Depending on the type of part and the manufacturing, testing, and binning processes, you might get a tight distribution within a batch. But the most important word is "might". There is no guarantee, and just because one batch was tight you can't make assumptions about the next batch.
Consider a few different manufacturing scenarios:
- The production process has good tolerance, so parts are made to specific values. Each part is tested, and the rare outlyer is discarded. In this case you probably do get something like a normal distribution. The center might not be in the center of the range though, depending on the temperature, phase of moon, and species of dead fish waved over the equipment during the run.
- The manufacturer sells different tolerance grades, with the high tolerance having a higher price. Let's say the equipment can make 1% resistors reliably enough, but not as tight as .1% reliably. In this case the manufacturer measures each unit and the ones within .1% are labeled and sold as such and the rest are labeled and sold as 1%.

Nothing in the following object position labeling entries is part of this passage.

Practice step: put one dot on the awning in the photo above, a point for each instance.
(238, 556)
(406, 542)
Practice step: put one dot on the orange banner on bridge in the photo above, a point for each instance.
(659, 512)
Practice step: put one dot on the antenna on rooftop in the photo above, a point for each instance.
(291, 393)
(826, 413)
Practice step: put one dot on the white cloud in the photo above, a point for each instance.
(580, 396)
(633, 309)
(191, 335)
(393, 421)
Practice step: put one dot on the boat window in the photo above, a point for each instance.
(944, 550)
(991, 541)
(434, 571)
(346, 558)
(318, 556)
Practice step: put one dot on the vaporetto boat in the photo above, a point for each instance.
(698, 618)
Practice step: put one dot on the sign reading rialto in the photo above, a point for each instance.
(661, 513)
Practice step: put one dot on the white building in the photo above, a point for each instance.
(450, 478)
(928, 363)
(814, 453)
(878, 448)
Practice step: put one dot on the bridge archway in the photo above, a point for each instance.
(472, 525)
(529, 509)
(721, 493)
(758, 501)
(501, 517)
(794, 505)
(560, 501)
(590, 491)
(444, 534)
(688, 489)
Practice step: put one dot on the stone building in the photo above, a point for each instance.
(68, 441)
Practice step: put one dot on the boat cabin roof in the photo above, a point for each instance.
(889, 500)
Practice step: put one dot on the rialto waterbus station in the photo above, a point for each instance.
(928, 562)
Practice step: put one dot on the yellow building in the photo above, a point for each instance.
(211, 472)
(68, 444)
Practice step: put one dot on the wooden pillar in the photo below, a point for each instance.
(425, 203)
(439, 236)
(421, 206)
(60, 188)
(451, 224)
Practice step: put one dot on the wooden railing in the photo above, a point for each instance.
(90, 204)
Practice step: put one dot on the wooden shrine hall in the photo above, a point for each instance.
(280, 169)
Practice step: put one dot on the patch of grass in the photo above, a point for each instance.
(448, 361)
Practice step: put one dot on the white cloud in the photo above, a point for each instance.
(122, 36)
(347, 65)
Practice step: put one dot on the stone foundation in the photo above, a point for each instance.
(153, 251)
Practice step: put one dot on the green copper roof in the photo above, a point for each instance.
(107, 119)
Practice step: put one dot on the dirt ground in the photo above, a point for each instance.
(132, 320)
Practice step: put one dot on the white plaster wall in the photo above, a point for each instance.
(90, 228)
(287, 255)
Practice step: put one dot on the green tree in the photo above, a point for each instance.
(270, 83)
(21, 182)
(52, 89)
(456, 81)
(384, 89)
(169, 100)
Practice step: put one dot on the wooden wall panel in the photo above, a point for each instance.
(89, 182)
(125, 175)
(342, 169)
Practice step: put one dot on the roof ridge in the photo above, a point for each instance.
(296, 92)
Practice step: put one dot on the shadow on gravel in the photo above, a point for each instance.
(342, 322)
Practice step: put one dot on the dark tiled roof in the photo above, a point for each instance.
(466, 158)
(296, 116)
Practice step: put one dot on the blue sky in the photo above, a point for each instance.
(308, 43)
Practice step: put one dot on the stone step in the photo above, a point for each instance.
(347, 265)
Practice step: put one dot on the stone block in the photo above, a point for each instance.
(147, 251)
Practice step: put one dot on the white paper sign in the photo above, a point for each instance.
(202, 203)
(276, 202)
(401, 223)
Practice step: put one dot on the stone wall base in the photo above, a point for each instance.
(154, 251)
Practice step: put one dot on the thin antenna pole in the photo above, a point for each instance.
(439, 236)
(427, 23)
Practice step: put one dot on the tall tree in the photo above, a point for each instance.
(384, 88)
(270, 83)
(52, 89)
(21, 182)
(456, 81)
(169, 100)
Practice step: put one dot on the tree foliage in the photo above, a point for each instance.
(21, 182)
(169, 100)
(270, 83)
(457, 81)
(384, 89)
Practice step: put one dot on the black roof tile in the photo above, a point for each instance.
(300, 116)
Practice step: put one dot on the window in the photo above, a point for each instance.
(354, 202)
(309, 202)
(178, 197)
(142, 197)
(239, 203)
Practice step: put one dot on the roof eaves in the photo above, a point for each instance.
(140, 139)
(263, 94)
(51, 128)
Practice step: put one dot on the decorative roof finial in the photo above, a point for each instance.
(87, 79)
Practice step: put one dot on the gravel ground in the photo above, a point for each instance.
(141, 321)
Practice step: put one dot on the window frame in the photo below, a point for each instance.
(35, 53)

In this scenario, the .1% parts probably have a fairly even distribution accross their range. The 1% parts have more of a normal distribution, except that there is a gap within .1% of the ideal value.
- The production process has wide variation. Each part is tested and sold as the value it happens to fall within. In this case you'd get a fairly even distribution within each tolerance band, but it may take a large number of parts to see that distribution.
When you don't know anything about the manufacturing process, there is nothing you can assume other than each part will be somewhere within the specified range. You have to consider the value of each part as a separate uncorrellated random event. Sometimes there might in fact be some correlation between sequential parts, but since you don't know when that is, you're still back to having to assume there isn't. Even if you measure one batch and find a correlation, the next batch is a separate random event for which the data from the previous batch is unrelated. Again you can't assume anything.
In summary, if you need to know more than the accuracy specified by the manufacturer, you have to measure each part individually.
Each time you flip a coin the result is random and uncorrelated to other times, but you can still get 3 heads in a row often enough to look like a pattern if you don't think about it carefully.